Winter Illnesses You’d Rather Avoid KNOW WHAT TO LOOK FOR BEFORE THEY ATTACK 4
Achoo! That’s the last noise you want to hear this winter. Cold weather brings a slew of sicknesses, so be vigilant to treat these common illnesses, or better yet, avoid them altogether. THE COMMON COLD Although there is no cure, a cold is easier to treat than other illnesses. If you or a loved one has a runny nose, low-grade fever, headache, cough, nasal congestion, or sore throat, the common cold has most likely taken hold. With the help of rest and perhaps some cold medicine, like cough drops and decongestants, the cold will come and go in about a week. BRONCHIOLITIS Bronchiolitis appears most commonly in children less than a year old and
is caused by other viruses.

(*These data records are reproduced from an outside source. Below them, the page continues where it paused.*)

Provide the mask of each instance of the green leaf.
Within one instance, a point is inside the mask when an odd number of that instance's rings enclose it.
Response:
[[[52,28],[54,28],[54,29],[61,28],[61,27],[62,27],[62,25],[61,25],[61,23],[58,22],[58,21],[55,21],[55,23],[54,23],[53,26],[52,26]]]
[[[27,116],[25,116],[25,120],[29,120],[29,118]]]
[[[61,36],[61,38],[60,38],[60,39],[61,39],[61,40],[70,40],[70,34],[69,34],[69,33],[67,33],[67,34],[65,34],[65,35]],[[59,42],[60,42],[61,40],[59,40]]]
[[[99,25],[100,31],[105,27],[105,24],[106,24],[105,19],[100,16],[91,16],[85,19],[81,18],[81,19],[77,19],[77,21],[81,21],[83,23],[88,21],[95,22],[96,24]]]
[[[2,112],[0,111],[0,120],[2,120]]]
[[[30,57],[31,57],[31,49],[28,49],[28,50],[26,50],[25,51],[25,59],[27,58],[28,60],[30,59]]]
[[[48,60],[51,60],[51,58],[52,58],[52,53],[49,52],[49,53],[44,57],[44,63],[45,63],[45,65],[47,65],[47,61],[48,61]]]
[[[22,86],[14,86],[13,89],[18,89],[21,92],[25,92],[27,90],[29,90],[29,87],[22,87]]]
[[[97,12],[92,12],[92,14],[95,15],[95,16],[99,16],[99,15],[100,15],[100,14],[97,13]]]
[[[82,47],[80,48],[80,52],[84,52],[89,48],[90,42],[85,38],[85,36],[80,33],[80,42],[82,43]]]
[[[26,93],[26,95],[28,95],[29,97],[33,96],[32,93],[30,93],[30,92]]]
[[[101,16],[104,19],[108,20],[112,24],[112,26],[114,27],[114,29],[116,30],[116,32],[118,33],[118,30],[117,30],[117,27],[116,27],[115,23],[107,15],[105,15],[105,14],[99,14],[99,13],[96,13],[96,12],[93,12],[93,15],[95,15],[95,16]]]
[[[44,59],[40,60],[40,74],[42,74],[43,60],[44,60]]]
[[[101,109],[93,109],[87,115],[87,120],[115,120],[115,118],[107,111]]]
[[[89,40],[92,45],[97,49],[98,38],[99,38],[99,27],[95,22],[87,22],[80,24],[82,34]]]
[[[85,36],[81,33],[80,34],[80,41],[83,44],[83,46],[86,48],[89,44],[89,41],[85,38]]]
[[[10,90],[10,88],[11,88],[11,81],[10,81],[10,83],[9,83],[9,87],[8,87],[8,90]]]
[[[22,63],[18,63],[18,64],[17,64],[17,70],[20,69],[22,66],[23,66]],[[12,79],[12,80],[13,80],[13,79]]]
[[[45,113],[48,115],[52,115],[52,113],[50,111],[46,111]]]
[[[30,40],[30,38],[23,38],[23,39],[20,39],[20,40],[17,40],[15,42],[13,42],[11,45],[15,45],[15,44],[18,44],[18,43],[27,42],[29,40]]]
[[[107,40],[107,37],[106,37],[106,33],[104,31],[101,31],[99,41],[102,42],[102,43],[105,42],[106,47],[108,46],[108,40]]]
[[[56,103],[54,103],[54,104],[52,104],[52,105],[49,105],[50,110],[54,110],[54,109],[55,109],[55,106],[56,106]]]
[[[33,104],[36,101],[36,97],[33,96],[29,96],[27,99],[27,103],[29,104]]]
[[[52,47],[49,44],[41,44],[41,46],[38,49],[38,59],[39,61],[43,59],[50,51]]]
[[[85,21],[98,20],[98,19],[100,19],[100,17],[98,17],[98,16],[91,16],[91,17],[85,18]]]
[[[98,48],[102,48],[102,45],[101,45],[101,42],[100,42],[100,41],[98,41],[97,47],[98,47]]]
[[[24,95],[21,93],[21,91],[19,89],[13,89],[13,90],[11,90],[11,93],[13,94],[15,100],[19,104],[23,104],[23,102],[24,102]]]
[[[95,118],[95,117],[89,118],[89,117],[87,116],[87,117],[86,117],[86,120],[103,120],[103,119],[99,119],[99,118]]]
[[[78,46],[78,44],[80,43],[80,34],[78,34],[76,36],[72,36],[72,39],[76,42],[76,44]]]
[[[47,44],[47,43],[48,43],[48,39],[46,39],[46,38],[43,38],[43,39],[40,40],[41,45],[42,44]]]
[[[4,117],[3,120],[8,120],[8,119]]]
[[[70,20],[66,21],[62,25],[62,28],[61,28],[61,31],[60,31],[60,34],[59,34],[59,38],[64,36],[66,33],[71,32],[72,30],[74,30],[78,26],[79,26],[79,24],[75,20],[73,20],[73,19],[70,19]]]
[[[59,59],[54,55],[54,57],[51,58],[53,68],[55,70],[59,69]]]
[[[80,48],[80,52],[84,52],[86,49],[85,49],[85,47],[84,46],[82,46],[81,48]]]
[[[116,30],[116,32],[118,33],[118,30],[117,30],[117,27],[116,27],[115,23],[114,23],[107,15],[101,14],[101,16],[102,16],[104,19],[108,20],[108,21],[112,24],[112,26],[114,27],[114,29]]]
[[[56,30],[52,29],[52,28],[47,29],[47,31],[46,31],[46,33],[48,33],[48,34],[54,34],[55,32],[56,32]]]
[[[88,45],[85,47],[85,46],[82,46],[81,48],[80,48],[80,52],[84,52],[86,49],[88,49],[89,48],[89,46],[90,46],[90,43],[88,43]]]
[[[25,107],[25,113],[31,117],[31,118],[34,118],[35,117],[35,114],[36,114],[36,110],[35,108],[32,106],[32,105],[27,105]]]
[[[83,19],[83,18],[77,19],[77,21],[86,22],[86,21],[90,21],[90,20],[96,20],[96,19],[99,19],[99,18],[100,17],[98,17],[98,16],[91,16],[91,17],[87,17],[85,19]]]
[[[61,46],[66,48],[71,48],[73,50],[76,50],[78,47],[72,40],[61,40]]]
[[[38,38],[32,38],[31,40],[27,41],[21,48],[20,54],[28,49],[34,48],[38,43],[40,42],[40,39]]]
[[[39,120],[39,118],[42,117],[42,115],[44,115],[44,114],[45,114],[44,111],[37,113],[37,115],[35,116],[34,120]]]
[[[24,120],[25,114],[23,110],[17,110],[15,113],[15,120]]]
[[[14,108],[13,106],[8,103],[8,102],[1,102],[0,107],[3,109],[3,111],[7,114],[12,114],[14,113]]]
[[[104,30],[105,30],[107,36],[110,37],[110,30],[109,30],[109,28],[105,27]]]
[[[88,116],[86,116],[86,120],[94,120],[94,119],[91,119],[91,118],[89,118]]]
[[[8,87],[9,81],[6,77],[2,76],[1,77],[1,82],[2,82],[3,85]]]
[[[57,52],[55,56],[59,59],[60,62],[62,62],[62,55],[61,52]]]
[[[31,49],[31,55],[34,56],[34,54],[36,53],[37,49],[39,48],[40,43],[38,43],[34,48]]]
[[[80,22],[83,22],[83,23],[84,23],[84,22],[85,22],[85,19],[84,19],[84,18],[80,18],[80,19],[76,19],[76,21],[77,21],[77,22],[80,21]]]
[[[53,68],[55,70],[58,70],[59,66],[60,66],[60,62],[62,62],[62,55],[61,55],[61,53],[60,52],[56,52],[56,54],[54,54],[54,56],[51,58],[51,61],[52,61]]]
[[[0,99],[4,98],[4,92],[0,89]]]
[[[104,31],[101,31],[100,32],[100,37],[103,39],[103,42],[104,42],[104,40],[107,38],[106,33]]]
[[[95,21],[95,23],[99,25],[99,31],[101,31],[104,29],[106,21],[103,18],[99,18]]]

Of the many symptoms — nasal congestion, low-grade fevers, and coughing — wheezing is the one you should be most concerned about. If your child is having difficulty breathing and is dehydrated, they may have caught a more serious strain of the virus. Most children will recover with at-home rest, but some may need to be hospitalized for more severe symptoms. INFLUENZA The flu is known for causing high fever, muscle aches and pains, nausea, and other symptoms similar to a cold. Often, the fever will last for around five days, but it can be shortened with the aid of antiviral medications. However, these medications are recommended only for children who face serious complications
or hospitalization from the flu. If you want to avoid catching this, your best bet is to receive the annual flu vaccine. STREP THROAT A sore throat, headache, stomach ache, vomiting, and high fever are signs of strep. This infection is treated with antibiotics and should be addressed soon after the first symptoms appear to prevent further complications. Children with strep throat should stay away from school and other activities until they’ve been on antibiotics for 24 hours. Everyone knows that getting sick is no fun and is best avoided at all costs. However, it happens to everyone eventually. Catching a virus or infection in its early stages can help you shake the sickness much faster.